Benedict Cumberbatch on "Imitation Game," sex-bomb status

Although Benedict Cumberbatch has been nominated for his first Oscar, playing British math genius Alan Turing, he is already one of the most recognizable faces in show business.

He's become a regular on the red carpet with roles on the small screen like "Sherlock" and the big screen in the Oscar-nominated "The Imitation Game."

Cumberbatch is having what's known in Hollywood as "a moment."

"'Moment' for an actor is like saying, 'Ah, enjoy it, this is it,'" Cumberbatch told CBS News correspondent Ben Tracy. "There's something always defensive in my mind that goes -- 'Is that it then? I mean, it can't get better than this. I can't imagine it ever will.' But at the same time I am going to get better. I am going to get better as an act-- it's why we're here."

In his latest film, Cumberbatch portrays Turing, the code-breaking genius that helped win World War II but was later persecuted for being gay and committed suicide.

"The man was and is still regarded quite rightfully as the forefather of computer science, the forerunner, the inventor of it," Cumberbatch said. "To bring him to other people through the film for me is -- it's a huge honor personally and something I feel very strongly about. This man needs recognition."

Recognition is not something Cumberbatch is currently lacking. His sudden appeal has him playing a part he never expected: sex symbol. One group of his fans, nicknamed the "Cumberbitches," describe themselves as "the most glorious and elusive society for the appreciation of the high cheek-boned, blue-eyed sex bomb that is Benedict Timothy Carlton Cumberbatch."

"That's when you have to remember it's all fun and games, but very nice all the same," Cumberbatch said.

He said he relishes his role as a sex bomb.

"It's great being a sex bomb -- it makes me giggle. So, you know, in a way I take it as a compliment," he said. "It's a lot to do with a projection of the work or how I come across rather than what I've got when I wake up in the morning and look in the mirror, because I've had that s--- for the last 10 odd years and the obsession's not -- wasn't there at the beginning."

The obsession went into overdrive in 2010 when Cumberbatch became the BBC's "Sherlock Holmes."

He played a creepy Khan in the latest "Star Trek" film and employed his broad British baritone as the voice of a dragon in "The Hobbit."

Cumberbatch said it is "surreal" to be in the company of his acting idols, close enough to photobomb Meryl Streep at the Golden Globes.

"But then you have a conversation and you realize that they're actors -- we do the same job. So suddenly it sort of weirdly levels out and that's even weirder," Cumberbatch said. "When you're like 'Hey Meryl, how are you, how was your Christmas?' Just people. Every day peoples."

The actor is now 38 years old and glad fame has found him later in life when he's better able to handle it.

"Lots of stuff in my life is happening, which is truly phenomenal," Cumberbatch said. "I'm 38 and I've finally settled down and you know my private life couldn't be in a more sort of spectacularly wonderful place."
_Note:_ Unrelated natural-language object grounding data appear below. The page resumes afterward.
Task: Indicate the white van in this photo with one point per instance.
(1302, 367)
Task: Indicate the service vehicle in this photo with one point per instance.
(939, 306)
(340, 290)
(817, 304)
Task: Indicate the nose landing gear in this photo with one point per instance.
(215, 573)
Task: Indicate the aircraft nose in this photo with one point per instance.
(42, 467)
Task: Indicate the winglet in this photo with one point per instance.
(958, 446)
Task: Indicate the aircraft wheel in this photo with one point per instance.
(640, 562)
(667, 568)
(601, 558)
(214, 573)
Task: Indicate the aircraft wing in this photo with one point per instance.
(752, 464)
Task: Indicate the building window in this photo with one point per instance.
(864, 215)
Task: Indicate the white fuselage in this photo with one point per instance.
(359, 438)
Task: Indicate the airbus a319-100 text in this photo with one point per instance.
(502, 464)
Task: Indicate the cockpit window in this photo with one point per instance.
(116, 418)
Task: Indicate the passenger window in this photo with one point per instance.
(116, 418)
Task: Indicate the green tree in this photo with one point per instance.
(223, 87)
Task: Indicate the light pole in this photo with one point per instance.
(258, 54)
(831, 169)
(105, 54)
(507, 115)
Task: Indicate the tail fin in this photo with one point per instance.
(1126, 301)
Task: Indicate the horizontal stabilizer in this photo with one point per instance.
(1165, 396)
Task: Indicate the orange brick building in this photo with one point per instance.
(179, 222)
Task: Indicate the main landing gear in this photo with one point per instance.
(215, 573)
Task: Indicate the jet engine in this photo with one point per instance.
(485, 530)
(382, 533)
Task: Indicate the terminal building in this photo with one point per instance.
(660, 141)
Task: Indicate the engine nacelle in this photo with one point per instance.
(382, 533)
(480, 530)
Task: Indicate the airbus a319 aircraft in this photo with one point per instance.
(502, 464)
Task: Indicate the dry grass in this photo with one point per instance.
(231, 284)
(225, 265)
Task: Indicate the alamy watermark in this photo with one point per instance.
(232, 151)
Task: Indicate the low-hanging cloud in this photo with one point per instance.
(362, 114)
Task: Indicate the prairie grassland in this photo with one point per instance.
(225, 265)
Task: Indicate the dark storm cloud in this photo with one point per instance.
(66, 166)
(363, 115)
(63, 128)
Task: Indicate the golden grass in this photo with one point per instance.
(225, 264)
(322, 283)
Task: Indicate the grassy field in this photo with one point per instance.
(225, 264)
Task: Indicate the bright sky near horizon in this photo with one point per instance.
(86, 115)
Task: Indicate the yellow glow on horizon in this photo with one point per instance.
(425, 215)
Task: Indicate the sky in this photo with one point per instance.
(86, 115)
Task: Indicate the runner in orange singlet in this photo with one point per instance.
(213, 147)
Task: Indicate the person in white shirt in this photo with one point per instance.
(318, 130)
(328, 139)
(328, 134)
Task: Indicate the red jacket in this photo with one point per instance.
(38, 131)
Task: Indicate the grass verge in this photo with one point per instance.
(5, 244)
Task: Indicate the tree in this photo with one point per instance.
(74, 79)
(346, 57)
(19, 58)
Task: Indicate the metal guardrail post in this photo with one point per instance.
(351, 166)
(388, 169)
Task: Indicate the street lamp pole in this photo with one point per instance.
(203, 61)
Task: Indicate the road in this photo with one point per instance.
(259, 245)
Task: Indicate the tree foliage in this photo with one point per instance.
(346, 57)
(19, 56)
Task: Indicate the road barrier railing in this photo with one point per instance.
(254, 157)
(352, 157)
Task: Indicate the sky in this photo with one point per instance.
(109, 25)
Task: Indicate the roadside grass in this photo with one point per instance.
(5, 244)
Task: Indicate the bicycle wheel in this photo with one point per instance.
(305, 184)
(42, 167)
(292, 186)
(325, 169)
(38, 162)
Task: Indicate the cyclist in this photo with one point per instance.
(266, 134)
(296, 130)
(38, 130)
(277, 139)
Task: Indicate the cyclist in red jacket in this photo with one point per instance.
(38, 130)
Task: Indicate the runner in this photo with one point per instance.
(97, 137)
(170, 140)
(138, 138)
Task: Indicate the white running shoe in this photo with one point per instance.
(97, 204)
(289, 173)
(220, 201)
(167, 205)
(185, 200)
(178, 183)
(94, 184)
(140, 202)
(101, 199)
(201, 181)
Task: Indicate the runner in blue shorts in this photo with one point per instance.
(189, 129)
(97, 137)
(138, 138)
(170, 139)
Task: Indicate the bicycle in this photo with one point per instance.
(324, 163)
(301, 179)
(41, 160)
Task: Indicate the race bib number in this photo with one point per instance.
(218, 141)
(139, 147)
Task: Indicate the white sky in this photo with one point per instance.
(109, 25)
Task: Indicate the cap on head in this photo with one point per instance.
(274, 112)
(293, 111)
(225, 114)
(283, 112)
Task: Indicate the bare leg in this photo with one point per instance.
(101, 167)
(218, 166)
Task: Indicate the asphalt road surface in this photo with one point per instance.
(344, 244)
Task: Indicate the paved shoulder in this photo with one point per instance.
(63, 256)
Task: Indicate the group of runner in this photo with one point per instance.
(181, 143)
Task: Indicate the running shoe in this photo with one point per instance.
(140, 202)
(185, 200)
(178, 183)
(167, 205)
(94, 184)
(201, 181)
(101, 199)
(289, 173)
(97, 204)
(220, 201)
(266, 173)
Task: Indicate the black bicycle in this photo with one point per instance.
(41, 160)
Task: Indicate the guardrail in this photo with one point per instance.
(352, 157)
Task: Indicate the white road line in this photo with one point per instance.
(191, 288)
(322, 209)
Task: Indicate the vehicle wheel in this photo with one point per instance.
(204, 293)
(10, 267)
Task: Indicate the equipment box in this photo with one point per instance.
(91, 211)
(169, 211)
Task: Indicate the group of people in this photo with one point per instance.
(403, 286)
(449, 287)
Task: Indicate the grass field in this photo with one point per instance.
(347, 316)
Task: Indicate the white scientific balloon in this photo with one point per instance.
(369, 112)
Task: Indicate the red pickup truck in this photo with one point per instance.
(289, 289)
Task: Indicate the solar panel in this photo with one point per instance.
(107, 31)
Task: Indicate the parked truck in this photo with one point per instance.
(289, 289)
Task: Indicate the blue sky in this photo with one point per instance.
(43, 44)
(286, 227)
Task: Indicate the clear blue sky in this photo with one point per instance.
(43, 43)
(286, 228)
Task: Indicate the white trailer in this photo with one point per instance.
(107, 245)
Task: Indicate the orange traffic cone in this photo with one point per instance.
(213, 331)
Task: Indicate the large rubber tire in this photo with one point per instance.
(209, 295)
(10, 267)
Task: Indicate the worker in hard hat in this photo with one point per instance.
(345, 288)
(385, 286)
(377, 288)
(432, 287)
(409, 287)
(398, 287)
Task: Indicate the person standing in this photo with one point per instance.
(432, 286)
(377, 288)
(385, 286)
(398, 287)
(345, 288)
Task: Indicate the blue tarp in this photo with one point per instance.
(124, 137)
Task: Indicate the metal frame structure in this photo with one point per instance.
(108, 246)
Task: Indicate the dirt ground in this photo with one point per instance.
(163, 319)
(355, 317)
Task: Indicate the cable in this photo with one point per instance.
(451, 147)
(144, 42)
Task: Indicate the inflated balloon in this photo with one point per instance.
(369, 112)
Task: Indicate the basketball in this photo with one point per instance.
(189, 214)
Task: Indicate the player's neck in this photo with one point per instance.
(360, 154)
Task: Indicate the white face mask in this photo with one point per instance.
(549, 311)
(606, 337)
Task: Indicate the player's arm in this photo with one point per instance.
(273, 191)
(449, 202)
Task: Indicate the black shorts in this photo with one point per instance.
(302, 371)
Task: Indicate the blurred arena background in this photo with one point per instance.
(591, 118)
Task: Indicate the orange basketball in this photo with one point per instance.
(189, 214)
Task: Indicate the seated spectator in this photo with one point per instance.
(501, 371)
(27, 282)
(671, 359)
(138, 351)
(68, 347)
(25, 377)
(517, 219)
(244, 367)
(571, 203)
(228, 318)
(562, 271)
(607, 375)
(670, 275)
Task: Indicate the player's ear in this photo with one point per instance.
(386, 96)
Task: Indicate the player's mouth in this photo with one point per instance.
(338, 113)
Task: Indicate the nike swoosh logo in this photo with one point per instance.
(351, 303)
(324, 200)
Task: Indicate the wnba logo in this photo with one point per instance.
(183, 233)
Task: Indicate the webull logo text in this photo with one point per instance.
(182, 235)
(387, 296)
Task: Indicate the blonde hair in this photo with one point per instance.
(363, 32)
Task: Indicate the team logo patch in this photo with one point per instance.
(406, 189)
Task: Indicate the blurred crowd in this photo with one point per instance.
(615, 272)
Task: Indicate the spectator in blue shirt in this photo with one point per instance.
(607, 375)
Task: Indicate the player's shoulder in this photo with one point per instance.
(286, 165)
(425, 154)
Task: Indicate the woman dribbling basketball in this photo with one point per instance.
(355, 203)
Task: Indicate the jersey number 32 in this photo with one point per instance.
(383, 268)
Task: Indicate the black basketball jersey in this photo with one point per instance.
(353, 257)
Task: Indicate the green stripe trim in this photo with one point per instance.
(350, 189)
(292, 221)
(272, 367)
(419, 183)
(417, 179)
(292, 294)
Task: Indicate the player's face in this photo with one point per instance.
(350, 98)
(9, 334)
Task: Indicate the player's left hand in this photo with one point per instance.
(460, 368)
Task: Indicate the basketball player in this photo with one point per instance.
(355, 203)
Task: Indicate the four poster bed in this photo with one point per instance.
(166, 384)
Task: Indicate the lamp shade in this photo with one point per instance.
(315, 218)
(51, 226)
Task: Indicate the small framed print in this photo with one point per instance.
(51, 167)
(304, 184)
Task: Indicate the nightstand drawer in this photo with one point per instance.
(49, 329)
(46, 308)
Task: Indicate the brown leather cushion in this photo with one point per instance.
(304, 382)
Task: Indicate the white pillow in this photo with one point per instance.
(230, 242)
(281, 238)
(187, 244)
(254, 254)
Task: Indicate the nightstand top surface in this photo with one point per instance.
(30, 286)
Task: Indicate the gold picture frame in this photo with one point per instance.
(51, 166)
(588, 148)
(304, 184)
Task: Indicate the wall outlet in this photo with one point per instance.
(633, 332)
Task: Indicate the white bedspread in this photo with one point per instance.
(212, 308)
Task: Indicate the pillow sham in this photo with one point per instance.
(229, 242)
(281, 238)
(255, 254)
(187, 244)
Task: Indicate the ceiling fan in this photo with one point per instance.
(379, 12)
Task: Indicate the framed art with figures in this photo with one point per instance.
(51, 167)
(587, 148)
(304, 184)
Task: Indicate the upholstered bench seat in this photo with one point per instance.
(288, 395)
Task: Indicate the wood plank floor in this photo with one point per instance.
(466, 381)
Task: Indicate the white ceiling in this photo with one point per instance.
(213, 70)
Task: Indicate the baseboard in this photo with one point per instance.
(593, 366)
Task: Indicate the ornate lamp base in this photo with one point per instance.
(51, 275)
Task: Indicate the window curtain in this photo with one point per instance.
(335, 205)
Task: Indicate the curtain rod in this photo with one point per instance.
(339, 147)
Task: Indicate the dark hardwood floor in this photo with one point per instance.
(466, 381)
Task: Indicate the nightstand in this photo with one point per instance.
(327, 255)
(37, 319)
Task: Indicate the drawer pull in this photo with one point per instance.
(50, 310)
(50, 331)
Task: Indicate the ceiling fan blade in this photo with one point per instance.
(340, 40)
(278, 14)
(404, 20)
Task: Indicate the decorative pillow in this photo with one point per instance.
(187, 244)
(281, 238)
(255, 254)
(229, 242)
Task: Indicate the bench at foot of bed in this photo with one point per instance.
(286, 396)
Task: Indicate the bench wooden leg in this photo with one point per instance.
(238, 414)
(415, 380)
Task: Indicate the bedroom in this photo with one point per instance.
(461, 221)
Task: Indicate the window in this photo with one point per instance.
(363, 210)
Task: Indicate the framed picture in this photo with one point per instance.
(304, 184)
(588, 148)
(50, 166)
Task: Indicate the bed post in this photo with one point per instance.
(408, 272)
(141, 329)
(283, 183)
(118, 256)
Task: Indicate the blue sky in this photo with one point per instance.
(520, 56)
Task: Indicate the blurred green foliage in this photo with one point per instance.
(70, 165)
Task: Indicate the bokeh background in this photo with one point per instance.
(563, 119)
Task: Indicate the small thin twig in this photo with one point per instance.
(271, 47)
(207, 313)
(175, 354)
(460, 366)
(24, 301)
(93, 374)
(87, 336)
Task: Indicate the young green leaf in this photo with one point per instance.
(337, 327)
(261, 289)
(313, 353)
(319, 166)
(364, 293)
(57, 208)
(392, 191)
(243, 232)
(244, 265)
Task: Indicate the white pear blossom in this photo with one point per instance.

He just got engaged to theater director Sophie Hunter and they are expecting their first child. He doesn't like talking about any of that, but he did announce his engagement in the Times of London.

"Which seems an utterly hypocritical thing for someone who doesn't like to talk about their private life to do," he said. "But it's just a very traditional format to announce an engagement, you know, it just seemed like a thing I would have done if I wasn't in the exalted and weird position of being famous for my work."

Winning an Oscar would only turn up the heat on his red-hot career and the passions of those devoted fans.

He said he keeps the buzz from changing him by remembering that it's going on around him -- that it's not him.

"It's something else. At best you're being recognized for something you love doing, but yeah, it's bizarre," Cumberbatch said. "I mean, it's great, but it's bizarre."